Archive for September, 2009

Physicians have their say

Medicare, Physicians, health insurance No Comments »

We have not been hearing enough about what physicians think about the health care reform debate, so yesterday’s New England Journal of Medicine was especially interesting to me.

I was surprised by the survey results that a solid majority of physicians support a public option to increase competition competition for private insurers. I probably should not have been; physicians are getting increasingly frustrated with dealing with private insurers–apparently so frustrated that they are willing to take lower rates from Medicare (or other public insurance) than bear the costs of dealing with private insurers.

Even more interesting was another Perspective piece in yesterday’s New England Journal. The findings of another survey suggest to me that physicians’ low profile in the health care debate does not indicate apathy. Some interesting findings:

  • 78 percent of respondents said that addressing societal health policy issues is in the scope of professional obligation of a physician.

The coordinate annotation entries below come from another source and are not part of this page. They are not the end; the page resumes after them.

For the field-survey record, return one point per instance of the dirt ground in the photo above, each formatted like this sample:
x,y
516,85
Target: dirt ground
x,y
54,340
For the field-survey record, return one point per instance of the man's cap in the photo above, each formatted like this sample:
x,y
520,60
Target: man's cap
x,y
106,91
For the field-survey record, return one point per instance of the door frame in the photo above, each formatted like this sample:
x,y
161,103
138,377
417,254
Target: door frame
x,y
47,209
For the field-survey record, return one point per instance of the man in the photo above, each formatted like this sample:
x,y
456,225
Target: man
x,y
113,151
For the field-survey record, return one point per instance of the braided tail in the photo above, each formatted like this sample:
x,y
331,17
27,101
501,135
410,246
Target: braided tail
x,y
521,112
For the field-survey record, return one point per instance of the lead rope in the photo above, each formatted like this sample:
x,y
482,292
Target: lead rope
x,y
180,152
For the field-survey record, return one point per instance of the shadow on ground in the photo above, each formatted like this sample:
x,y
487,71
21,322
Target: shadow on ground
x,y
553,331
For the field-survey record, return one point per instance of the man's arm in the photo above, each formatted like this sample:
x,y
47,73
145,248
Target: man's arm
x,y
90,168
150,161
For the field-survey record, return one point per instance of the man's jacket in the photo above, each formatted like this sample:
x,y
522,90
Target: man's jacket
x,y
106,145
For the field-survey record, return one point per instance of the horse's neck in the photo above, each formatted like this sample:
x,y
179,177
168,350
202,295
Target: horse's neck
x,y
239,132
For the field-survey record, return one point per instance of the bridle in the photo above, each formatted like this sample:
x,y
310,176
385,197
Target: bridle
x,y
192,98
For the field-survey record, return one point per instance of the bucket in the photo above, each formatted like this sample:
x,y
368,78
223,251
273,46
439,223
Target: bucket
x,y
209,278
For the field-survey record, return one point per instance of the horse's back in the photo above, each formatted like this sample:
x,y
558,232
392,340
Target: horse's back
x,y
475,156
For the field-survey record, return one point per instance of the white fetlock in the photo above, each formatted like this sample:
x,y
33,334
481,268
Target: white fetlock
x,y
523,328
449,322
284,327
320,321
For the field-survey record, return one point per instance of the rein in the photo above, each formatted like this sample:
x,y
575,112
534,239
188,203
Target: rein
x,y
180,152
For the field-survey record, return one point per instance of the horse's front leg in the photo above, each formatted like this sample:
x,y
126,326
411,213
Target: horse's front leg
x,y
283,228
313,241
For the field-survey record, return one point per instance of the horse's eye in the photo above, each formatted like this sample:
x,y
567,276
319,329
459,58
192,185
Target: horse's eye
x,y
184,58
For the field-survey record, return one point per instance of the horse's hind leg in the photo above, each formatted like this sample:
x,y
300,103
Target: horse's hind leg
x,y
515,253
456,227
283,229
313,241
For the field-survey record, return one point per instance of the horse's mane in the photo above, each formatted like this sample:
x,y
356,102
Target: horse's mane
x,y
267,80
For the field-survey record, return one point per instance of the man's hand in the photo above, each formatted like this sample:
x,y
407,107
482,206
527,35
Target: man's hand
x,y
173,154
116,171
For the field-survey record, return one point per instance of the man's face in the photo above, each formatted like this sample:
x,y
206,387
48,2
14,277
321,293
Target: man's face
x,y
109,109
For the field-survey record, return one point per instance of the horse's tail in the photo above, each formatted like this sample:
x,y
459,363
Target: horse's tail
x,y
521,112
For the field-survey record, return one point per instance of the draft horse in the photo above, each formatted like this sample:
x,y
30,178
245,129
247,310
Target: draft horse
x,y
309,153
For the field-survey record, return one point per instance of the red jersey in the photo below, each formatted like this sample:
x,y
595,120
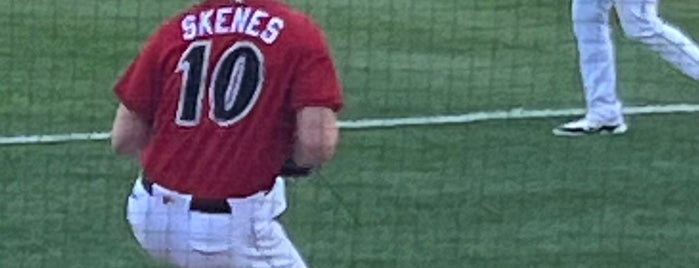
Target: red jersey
x,y
221,84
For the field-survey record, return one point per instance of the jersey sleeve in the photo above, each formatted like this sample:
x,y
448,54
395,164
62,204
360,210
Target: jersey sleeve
x,y
316,82
138,87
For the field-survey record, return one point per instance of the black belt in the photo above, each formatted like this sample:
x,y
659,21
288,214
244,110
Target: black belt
x,y
213,206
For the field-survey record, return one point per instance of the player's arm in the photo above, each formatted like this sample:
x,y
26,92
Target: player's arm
x,y
317,136
316,96
137,91
130,133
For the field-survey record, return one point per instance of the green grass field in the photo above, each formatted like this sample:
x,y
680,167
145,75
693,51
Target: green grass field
x,y
491,194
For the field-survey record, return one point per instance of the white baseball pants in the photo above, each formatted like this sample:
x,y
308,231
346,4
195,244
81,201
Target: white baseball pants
x,y
639,20
248,237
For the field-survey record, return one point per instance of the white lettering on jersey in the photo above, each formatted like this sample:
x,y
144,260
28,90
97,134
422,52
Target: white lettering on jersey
x,y
221,17
254,22
205,23
189,27
274,28
242,14
227,20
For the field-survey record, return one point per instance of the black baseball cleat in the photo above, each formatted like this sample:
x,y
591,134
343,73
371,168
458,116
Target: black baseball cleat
x,y
585,127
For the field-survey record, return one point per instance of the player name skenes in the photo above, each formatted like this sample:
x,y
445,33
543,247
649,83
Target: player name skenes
x,y
229,20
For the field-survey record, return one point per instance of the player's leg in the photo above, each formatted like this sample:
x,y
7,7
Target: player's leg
x,y
597,68
275,247
158,224
640,21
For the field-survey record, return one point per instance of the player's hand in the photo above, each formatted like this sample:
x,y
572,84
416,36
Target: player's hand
x,y
291,169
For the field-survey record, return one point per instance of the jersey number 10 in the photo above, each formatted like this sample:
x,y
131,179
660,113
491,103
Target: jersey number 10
x,y
234,87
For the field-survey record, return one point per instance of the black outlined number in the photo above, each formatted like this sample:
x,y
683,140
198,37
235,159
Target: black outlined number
x,y
233,90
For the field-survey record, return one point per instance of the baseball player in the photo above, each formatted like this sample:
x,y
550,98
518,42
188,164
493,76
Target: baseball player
x,y
223,101
639,20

  • About 73 percent  said physicians are obligated to care for the uninsured and underinsured.

  • 54 percent said they were morally opposed to using cost-effectiveness as a factor in deciding which treatments a patient should receive.

New pressure on primary care shortage

Uncategorized No Comments »

The primary care shortage will get much worse when more Americans are covered. That’s a better problem than letting 47 million Americans remain uninsured.

According to Dr. Ted Epperly, president of the Kansas-based American Academy of Family Physicians:

To keep up with the demand for primary care doctors, the country will need to add another 40,000 to the existing 100,000 doctors over the next decade or face a soaring backlog.

Health insurance benefits will get skimpier

health insurance No Comments »

Mercer’s annual survey to find out what employers plan to do with their insurance coverage is out, and the consumer-directed health plan movement seems to be a big winner.

If employers kept employee medical plans in 2010 as they were in 2009, costs would rise by almost 9 percent, Mercer found.  That’s not happening in this economy. Employers are going to hold cost growth to 5.9 percent in 2010 by various cost-cutting strategies, including the reduction in benefits that come with CDHPs.

In a press release issued this morning, Mercer partner Linda Havlin says:

We’re expecting to see a real spike in 2010 in both the number of employers offering CDHPs and in the number of employees enrolling in them, as more employers become comfortable with the concept of offering a high-deductible, account-based plan as one choice or their only choice Employers see them as a way to provide more value to employees while at the same time managing cost.

Health Affairs tackles health care costs

health care reform, health insurance No Comments »

The new issue of Health Affairs tackles the topic that should be on every American’s mind: health care costs. Figuring this out is the moral imperative of our time, but anyone who has an easy pat answer is someone who is not paying attention.

As editor Susan Dentzer puts it:

A MODERN TWIST on Greek myth would feature not Sisyphus, but a health policy-maker condemned to an eternal punishment of trying to tame health care costs. During rare work breaks from rolling the rock up the mountain, she’d read the report of the Committee on the Costs of Medical Care, formed in 1927 and chaired by a member of President Hoover’s cabinet.

As Daniel Fox described in the Milbank Memorial Fund’s Centennial Report, the committee tackled what it termed “‘the one great outstanding question before the medical profession’: how to deliver adequate medical services to all Americans at a reasonable cost.” Then, at her next work break, our suffering policymaker would watch President Obama on television, vowing that “the [health care reform] bill I sign must reflect my commitment…to slow the growth of health care costs over the long run.”

Wednesday night: be there

Uncategorized No Comments »

The beginning of an extremely important week for our nation.

Can hospitalists help save the system?

Health care quality, Hospitals, Physicians No Comments »

Are hospitalists a part of the solution to the problems caused by America’s fragmented health care system? Bob Wachter thinks so, and I think he might be on to something.

Wachter, chief of the division of hospital medicine at University of California-San Francisco, says:

…since hospitals are the target of most robust quality reporting, pay-for-performance, and patient safety mandates, hospitalists share their worldview on these issues as well. If I’m getting money from my hospital, I damn well better help the hospital achieve excellent performance on publicly reported hospital quality data, “no pay for errors”, Joint Commission National Patient Safety goals, patient satisfaction scores, readmission rates, and the other scary things that keep my hospital CMO up at night.

In other words, well-organized hospitalist programs share their hospital’s accountabilities.

I wonder if hospitalists, generally speaking, are in leadership positions in which they can maximize the shared accountabilities that lead to better quality and lower cost care. Your thoughts, please?